En cooperación con el Instituto Histórico Nacional (NHI), Filipiniana.net presenta Complete José Rizal, un proyecto que tiene como objeto recuperar la figura y memoria del héroe nacional filipino José Rizal en todo su alcance y límites. A pesar de que existen numerosas páginas en la red, este portal aspira a publicar todo el material escrito rizaliano del que se tenga constancia de autoría, desde sus cartas, ensayos, novelas, poemas, hasta sus críticas artísticas, borradores y bosquejos.

Por primera vez una bibliografía completa estará disponible en Internet, en donde todos los trabajos podrán ser buscados, analizados y clasificados. Las versiones del texto completo en el original español, del mismo modo que las traducciones inglesa y tagala, cortesía del NHI, estarán disponibles con los años, permitiendo que los navegantes copien, peguen, y puedan trabajar polivalentemente con los textos rizalianos. Palabras clave, encabezados y sumarios acompañan cada documento con texto completo, permitiendo que los amantes de Rizal puedan acceder rápidamente a cualquier información referente a su figura y obra.

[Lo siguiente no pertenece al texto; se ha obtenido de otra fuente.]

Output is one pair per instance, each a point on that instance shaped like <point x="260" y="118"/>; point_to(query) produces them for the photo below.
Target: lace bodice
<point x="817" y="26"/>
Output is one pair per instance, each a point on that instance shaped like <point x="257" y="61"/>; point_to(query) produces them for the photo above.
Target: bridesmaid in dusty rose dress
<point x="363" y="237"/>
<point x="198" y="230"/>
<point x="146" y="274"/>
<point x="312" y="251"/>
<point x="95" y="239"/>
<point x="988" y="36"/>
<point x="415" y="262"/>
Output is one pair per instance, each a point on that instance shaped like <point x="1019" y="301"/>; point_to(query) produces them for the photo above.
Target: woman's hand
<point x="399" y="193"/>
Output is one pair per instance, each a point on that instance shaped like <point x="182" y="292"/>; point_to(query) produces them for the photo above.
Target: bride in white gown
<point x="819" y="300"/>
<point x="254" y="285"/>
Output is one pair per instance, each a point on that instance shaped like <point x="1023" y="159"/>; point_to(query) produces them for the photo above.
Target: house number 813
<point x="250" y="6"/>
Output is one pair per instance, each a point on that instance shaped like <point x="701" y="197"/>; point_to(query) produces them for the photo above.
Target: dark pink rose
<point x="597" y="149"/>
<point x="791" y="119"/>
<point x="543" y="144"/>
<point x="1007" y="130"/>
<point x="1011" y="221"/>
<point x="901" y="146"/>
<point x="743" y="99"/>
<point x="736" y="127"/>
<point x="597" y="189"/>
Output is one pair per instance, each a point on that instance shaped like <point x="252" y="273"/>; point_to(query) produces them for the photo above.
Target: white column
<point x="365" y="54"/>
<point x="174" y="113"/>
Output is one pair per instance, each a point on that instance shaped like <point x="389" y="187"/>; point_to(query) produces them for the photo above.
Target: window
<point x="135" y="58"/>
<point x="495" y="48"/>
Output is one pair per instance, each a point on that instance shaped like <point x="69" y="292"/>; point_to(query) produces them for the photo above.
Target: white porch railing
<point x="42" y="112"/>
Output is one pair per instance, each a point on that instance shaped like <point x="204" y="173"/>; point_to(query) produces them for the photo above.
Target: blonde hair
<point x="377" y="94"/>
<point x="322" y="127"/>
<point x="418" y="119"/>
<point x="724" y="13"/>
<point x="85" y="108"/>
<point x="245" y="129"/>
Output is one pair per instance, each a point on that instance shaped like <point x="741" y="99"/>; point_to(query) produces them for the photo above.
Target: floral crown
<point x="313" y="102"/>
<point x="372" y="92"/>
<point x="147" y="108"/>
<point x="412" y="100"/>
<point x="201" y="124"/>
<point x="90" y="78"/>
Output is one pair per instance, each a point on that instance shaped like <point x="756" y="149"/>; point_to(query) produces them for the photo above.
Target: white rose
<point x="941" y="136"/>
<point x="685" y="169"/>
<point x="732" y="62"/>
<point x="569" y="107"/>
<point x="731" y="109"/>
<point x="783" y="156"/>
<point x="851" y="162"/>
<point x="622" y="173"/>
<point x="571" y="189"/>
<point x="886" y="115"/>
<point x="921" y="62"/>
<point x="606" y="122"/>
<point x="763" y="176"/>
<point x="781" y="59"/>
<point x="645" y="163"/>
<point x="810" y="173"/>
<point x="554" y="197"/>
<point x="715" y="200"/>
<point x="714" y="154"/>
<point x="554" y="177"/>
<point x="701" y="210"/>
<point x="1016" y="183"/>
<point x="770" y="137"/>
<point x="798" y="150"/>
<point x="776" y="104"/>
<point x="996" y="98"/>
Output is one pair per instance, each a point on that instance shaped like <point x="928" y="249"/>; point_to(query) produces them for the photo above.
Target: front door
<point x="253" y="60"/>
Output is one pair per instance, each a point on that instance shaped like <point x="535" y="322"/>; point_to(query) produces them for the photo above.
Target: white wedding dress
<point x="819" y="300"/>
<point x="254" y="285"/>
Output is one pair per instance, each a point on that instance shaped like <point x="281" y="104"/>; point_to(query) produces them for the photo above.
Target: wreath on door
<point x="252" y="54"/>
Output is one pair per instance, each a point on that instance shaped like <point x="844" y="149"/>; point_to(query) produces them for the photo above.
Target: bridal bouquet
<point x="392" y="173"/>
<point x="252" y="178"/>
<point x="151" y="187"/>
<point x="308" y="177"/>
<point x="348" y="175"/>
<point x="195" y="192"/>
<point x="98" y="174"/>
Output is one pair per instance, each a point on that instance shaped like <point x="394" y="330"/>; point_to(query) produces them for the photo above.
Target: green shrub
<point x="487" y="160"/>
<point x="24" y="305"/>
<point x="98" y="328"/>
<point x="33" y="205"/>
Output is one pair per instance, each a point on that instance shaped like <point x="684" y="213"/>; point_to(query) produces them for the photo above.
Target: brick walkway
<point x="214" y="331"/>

Trasfondo histórico de Rizaliana

En 1956 la Ley 1425 de la República, conocida como Orden Rizal, estipuló la inclusión curricular de la vida y trabajos de Rizal en los planes de estudios escolares, contribuyendo al desarrollo de Rizaliana como un campo de estudios y publicaciones, con cartillas, antologías, biografías juveniles, ensayos, y todo tipo de material escolar. Los millares de libros sobre Rizal coparon el mercado editorial, contribuyendo a una fiebre intelectual que hizo al filipino conceptualizar una engañosa seguridad y satisfacción de que todo lo que debía ser sabido sobre el héroe nacional ya estaba escrito. Comenzando con la variada tipología de materiales de lectura que por mandato del Departamento de Educación se asignaron a las escuelas públicas hasta el material académico de las universidades, la “Rizalmanía” produjo centenares de publicaciones de Rizal, traducciones en inglés y lenguas vernáculas, actas de conferencias internacionales, monografías y facsímiles realizados por la Comisión Nacional del Centenario de José Rizal (JRNCC) en 1961.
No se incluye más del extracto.